Investissement langagier et économie politique

Résumé Fr En Es

La notion d’ investissement langagier a fait l’objet d’une intense production scientifique depuis les années quatre-vingt-dix dans l’espace nord-américain, en particulier dans le champ de la linguistique appliquée. En analysant des données issues d’un terrain ethnographique sur les agences étatiques de contrôle et de placement des chômeurs en Suisse (équivalentes à Pôle emploi en France), je vais chercher à revisiter cette notion par le prisme de l’économie politique. Je montrerai que l’investissement individuel des chômeurs dans les processus d’appropriation des langues se confronte à des mécanismes institutionnels où l’incitation à suivre des cours de langues, ou la privation de l’accès à ces cours, est liée à une logique de retour sur investissement. En analysant les processus de décision d’allocation des mesures d’accès au marché du travail, je montrerai alors que l’investissement dans les langues est reconfiguré en termes d’ employabilité . Cette démarche permet de maintenir certains chômeurs dans une position de subalternité en les privant de l’accès aux ressources langagières qu’ils souhaiteraient investir, limitant ainsi l’espoir d’une mobilité professionnelle. Ces analyses m’amèneront alors à argumenter que l’agentivité postulée dans les travaux sur l’investissement doit être pondérée et requestionnée à l’aune des contingences structurelles dans lesquelles l’investissement (s’) opère.

Language investment and political economy The notion of language investment has been the object of considerable scientific interest since the 1990s, particularly within the field of applied linguistics. I will draw on data generated during ethnographic fieldwork focused on state agencies responsible for monitoring unemployment and providing job placements for the unemployed in Switzerland in order to propose a critique of language investment from a political-economic perspective. I will show that the investment of unemployed individuals in language learning processes comes up against institutional mechanisms in which the incentives for taking language courses, as well as the limitations of access to such courses, are linked to a logic of return on investment. In analysing the decision-making processes involved in the allocation of different degrees of access to the labour market, I will demonstrate that investment in languages is reconceptualised in terms of employability. This shift tends to maintain certain unemployed individuals in subaltern positions by limiting their access to the linguistic resources in which they seek to invest, thereby compromising their hopes of professional mobility. These analyses will lead me to argue that the idea that language investment is strongly related to agency and individual willingness must be tempered by a critical requestioning of this notion in light of the structural contingencies in which such investment takes place.
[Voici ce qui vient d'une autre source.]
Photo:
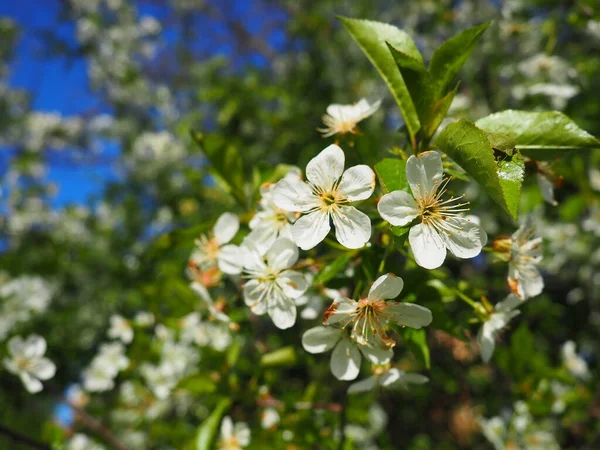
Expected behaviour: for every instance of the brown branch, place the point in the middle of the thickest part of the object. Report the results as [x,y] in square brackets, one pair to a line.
[21,438]
[97,427]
La noción de inversión lingüística ha sido objeto de un intenso interés científico desde los años 90 en Norteamérica, concretamente en el ámbito de la lingüística aplicada. Analizaré los datos obtenidos de un trabajo de campo etnográfico sobre las empresas estatales que se encargan de controlar el desempleo y ofrecer puestos de trabajo a los desempleados en Suiza para examinar esta noción desde un punto de vista político-económico. Demostraré que la inversión individual de los desempleados en los procesos de aprendizaje de lenguas se enfrenta a mecanismos institucionales en los que la incitación a recibir cursos de lenguas, o la limitación al acceso a dichos cursos, está unida a una lógica de rendimiento de la inversión. Tras analizar los procesos de decisión en cuanto a la asignación de las medidas de acceso al mercado de trabajo, demostraré que la inversión en las lenguas se ha reconfigurado en términos de empleabilidad. Este enfoque mantiene a ciertos desempleados en una posición subalterna al privarles el acceso a los recursos lingüísticos en los que les gustaría invertir, limitando así las esperanzas de una movilidad profesional. Estos análisis me llevarán a argumentar que la idea de que la inversión en lenguas está estrechamente relacionada con la agentividad y que la voluntad individual debe controlarse a través del cuestionamiento crítico de esta noción en función de las contingencias estructurales en las que tiene lugar la inversión.